Summary and Analysis by Section

Book II: Section III

We cannot overestimate the importance of the myths of the gods and heroes for the ancient Greeks; this whole body of work comprised for them their nursery rhymes and the entirety of their children's literature. As the Greeks matured, their myths embodied their religion and a great deal of their literary entertainment, and they drew morals from the myths just as later peoples drew morals and draw morals from their reading of scripture in the Bible. This question of the place of morality in literature, and in the arts generally, will be considered as the Republic is advanced, and the continued discussion of these questions permeates our own century.
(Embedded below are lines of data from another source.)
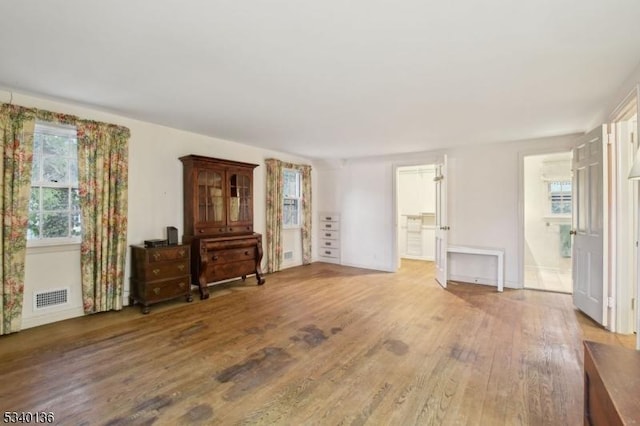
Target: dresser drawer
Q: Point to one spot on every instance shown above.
(327, 217)
(163, 270)
(154, 291)
(161, 254)
(324, 243)
(223, 271)
(329, 226)
(329, 235)
(223, 230)
(333, 253)
(232, 255)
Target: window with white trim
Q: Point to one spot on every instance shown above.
(292, 194)
(54, 204)
(560, 198)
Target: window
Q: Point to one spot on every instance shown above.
(54, 206)
(292, 199)
(560, 200)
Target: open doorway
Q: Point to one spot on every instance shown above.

In Plato's time Greek students of metaphysics and theology, and the Greek people generally, had already begun to abandon their polytheistic (many gods) ideas and had begun to move towards a monotheistic (one god) concept of the deity, or the godhead. This explains Plato's references to the idea(s) of the god-head as "the gods" or "God" as being interchangeable; it clarifies also Plato's making distinctions among the Greek myths (stories) about the gods/God.

The last summary noted the distinctions Plato draws between the stories he regards to be morally uplifting and those that are not. The children of the state, we are reminded, are to be taught only those myths that are morally uplifting; mothers, nurses, teachers are to teach only stories that exhibit a moral impact, and censors of literature are to be appointed by the leaders of the state to ensure that only "good" stories are taught to the children. This idea of the censorship of the arts is continued in Book III. Plato acknowledges that many of the arts exhibit both figurative (allegorical) and literal meanings, but he argues that young children cannot always make distinctions between things literal and figurative. We must guarantee that the themes advanced in the fictive arts be morally uplifting.